Ralph Solecki died last year aged 101, having never managed to conduct further excavations at his most famous site, despite several attempts.

In 2011, the Kurdish Regional Government approached Professor Graeme Barker from Cambridge's McDonald Institute of Archaeology about revisiting Shanidar Cave. With Solecki's enthusiastic support, initial digging began in 2014, but stopped after two days when ISIS got too close. It resumed the following year.

"We thought with luck we'd be able to find the locations where they had found Neanderthals in the 1950s, to see if we could date the surrounding sediments," said Barker. "We didn't expect to find any Neanderthal bones."

In 2016, in one of the deepest parts of the trench, a rib emerged from the wall, followed by a lumbar vertebra, then the bones of a clenched right hand. However, metres of sediment needed carefully digging out before the team could excavate the skeleton.

During 2018-19 they went on to uncover a complete skull, flattened by thousands of years of sediment, and upper body bones almost to the waist - with the left hand curled under the head like a small cushion.

Early analysis suggests it is over 70,000 years old.

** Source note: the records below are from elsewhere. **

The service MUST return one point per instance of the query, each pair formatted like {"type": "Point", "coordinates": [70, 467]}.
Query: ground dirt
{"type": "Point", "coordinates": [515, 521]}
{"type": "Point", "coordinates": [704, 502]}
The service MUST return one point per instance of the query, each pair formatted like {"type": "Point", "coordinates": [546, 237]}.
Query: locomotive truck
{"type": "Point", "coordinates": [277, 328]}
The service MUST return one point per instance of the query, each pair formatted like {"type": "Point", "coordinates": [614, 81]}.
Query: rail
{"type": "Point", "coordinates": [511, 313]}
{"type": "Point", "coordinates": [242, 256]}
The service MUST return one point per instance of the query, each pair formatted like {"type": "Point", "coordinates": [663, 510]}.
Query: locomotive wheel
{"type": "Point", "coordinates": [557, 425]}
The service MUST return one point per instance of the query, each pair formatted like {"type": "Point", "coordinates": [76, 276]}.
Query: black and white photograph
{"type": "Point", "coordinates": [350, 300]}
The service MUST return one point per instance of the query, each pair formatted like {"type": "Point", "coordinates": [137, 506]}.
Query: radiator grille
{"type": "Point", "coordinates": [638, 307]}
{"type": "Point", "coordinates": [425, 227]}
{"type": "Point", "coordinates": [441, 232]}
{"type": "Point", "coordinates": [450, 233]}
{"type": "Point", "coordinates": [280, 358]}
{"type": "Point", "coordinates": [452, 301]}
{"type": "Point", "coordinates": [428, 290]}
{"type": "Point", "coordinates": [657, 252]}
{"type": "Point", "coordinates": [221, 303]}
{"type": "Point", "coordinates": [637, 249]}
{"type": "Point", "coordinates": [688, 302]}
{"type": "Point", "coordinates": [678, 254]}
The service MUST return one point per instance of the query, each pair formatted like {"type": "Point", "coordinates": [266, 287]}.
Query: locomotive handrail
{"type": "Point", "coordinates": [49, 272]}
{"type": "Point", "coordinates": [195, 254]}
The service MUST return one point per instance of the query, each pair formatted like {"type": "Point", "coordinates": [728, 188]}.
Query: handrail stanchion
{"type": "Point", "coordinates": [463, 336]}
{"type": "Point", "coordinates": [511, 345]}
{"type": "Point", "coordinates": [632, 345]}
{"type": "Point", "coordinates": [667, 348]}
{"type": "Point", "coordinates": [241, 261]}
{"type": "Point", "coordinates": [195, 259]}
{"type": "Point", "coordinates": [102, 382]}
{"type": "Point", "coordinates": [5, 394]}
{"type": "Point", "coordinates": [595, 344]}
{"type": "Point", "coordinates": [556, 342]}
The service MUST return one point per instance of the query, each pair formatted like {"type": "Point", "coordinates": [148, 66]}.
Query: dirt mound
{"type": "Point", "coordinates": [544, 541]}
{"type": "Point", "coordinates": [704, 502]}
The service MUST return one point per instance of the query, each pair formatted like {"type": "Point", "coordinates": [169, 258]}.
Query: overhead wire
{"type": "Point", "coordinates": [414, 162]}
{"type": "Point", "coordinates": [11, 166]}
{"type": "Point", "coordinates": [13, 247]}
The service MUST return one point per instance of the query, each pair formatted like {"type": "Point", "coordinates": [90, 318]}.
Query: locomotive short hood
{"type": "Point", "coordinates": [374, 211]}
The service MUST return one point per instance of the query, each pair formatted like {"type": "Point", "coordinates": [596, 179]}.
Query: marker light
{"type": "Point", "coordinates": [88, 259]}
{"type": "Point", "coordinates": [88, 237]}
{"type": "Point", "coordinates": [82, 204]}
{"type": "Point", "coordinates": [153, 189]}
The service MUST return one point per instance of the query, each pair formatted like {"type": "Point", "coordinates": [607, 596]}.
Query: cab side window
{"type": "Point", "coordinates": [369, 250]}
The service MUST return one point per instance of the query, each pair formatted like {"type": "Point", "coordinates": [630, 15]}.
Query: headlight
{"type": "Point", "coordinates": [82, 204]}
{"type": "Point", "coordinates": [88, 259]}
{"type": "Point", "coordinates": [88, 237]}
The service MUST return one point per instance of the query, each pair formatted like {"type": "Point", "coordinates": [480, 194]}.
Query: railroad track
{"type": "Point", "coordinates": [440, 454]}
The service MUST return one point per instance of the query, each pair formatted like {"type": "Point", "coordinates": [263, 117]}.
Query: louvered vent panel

While the sex is yet to be determined, the latest Neanderthal discovery has the teeth of a "middle- to older-aged adult".

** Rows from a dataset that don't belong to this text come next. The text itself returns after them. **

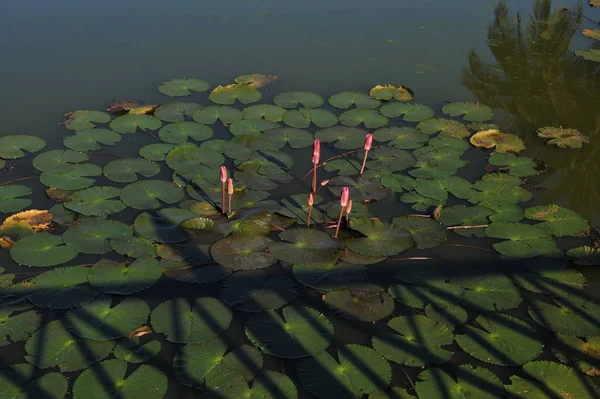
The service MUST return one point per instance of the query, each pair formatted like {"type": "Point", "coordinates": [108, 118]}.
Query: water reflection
{"type": "Point", "coordinates": [536, 80]}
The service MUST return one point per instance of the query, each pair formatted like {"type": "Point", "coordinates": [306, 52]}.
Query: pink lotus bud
{"type": "Point", "coordinates": [345, 197]}
{"type": "Point", "coordinates": [368, 141]}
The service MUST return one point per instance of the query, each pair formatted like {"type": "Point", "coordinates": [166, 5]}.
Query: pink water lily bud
{"type": "Point", "coordinates": [368, 141]}
{"type": "Point", "coordinates": [345, 197]}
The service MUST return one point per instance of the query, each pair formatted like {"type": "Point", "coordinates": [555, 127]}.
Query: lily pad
{"type": "Point", "coordinates": [472, 112]}
{"type": "Point", "coordinates": [95, 201]}
{"type": "Point", "coordinates": [147, 193]}
{"type": "Point", "coordinates": [195, 322]}
{"type": "Point", "coordinates": [255, 291]}
{"type": "Point", "coordinates": [503, 341]}
{"type": "Point", "coordinates": [183, 87]}
{"type": "Point", "coordinates": [291, 99]}
{"type": "Point", "coordinates": [61, 348]}
{"type": "Point", "coordinates": [100, 321]}
{"type": "Point", "coordinates": [358, 371]}
{"type": "Point", "coordinates": [301, 332]}
{"type": "Point", "coordinates": [109, 379]}
{"type": "Point", "coordinates": [557, 221]}
{"type": "Point", "coordinates": [417, 341]}
{"type": "Point", "coordinates": [118, 278]}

Shanidar Z has now been brought on loan to the archaeological labs at Cambridge, where it is being conserved and scanned to help build a digital reconstruction, as more layers of silt are removed.

The team is also working on sediment samples from around the new find, looking for signs of climate change in fragments of shell and bone from ancient mice and snails, as well as traces of pollen and charcoal that could offer insight into activities such as cooking and the famous 'flower burial'.

Four of the Neanderthals, including the 'flower burial' and the latest find, formed what researchers describe as a "unique assemblage". It raises the question of whether Neanderthals were returning to the same spot within the cave to inter their dead.

A prominent rock next to the head of Shanidar Z may have been used as a marker for Neanderthals repeatedly depositing their dead, says Pomeroy, although whether time between deaths was weeks, decades or even centuries will be difficult to determine.

"The new excavation suggests that some of these bodies were laid in a channel in the cave floor created by water, which had then been intentionally dug to make it deeper," said Barker. "There is strong early evidence that Shanidar Z was deliberately buried."

CT-scans in Cambridge have revealed the petrous bone - one of the densest in the body; a wedge at the base of the skull - to be intact, offering hope of retrieving ancient Neanderthal DNA from the hot, dry region where "interbreeding" most likely took place as humans spilled out of Africa.

Added Pomeroy: "In recent years we have seen increasing evidence that Neanderthals were more sophisticated than previously thought, from cave markings to use of decorative shells and raptor talons.

"If Neanderthals were using Shanidar cave as a site of memory for the repeated ritual interment of their dead, it would suggest cultural complexity of a high order."